Paley and his wife Lilian moved to Los Angeles, and the house was commissioned. Williams had previously designed a house for Jay Paley's nephew, William S. Paley, at 200 South Mapleton Drive that was completed in 1934. Paley subsequently invested in the Arrowhead Springs Hotel, which was also designed by Williams.

==Hilton ownership==
After Paley's death in 1961, the furnishings were sold at auction and the estate subdivided and developed.
 The house, retaining the pool & tennis court, sold for $475,000 to Barron Hilton. The businessman and hotelier lived at the house until his death in 2019.
The Hilton family sold the estate in May 2021 to former Google CEO Eric Schmidt for $61.5 million.

==Design==
The two-story brick house is designed as a modified H-plan, made up of 32 rooms. The northwest and southwest wings and center are extended to form an E-configuration from the flat facade. The entrance door is framed with wooden columns and a pediment. The rear of the house also has extended northeast and southwest wings, with a two-story conical roof supported by columns summouting the semicircular southeast wing. A central hall runs the entire length of the house from north to south. A large living room is to the right, it opens to a small garden and ornamental pond. The first floor is the site of the music room and the library. The east side of the house contains the dining room, a breakfast room, and four maids rooms with a separate living room. A private garden for the servants is located next to the service wing.

Writing in The Legendary Estates of Beverly Hills, Jeffrey Hyland felt that the house marked a 'new direction' for Williams as "He started with the traditional English Georgian style and then gave the residence a thoroughly modernist spirit, creating a residence that was both traditional and contemporary". The style of the house has also been described as Hollywood Regency and English Georgian.
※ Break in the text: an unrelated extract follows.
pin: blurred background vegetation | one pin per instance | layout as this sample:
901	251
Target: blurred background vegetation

The house was built by the building contractors O'Neal and Sons, at a cost of $100,000.

===Interiors===
The interior of the house was designed by Harriet R. Shellenberger, her interior designs were removed in 1961 following Paley's death. The interior was redesigned by Kathryn Crawford in the 1960s; Crawford's designs for the house were featured in Architectural Digest in September 1968, including gold bathroom faucets across its 13 bathrooms. After redecorating, Hilton displayed his collection of guns and model airplanes. The house also has an 80-seat movie screening room and an elevator.

===Pool===
The swimming pool and the pool house precede the main house and were designed by Williams to a Classical design with landscape architect c.1932 and built by the Paddock Pool Complex. The pool house contains a bar and grill and games room. The success of the swimming complex convinced Paley to commission the main house from Williams. The pool is known as the Zodiac pool as the base features the 12 signs of the Zodiac in blue, yellow and gold tiles imported from France with a sunburst design.
The pool house was featured on the cover of Architectural Digest in 1933.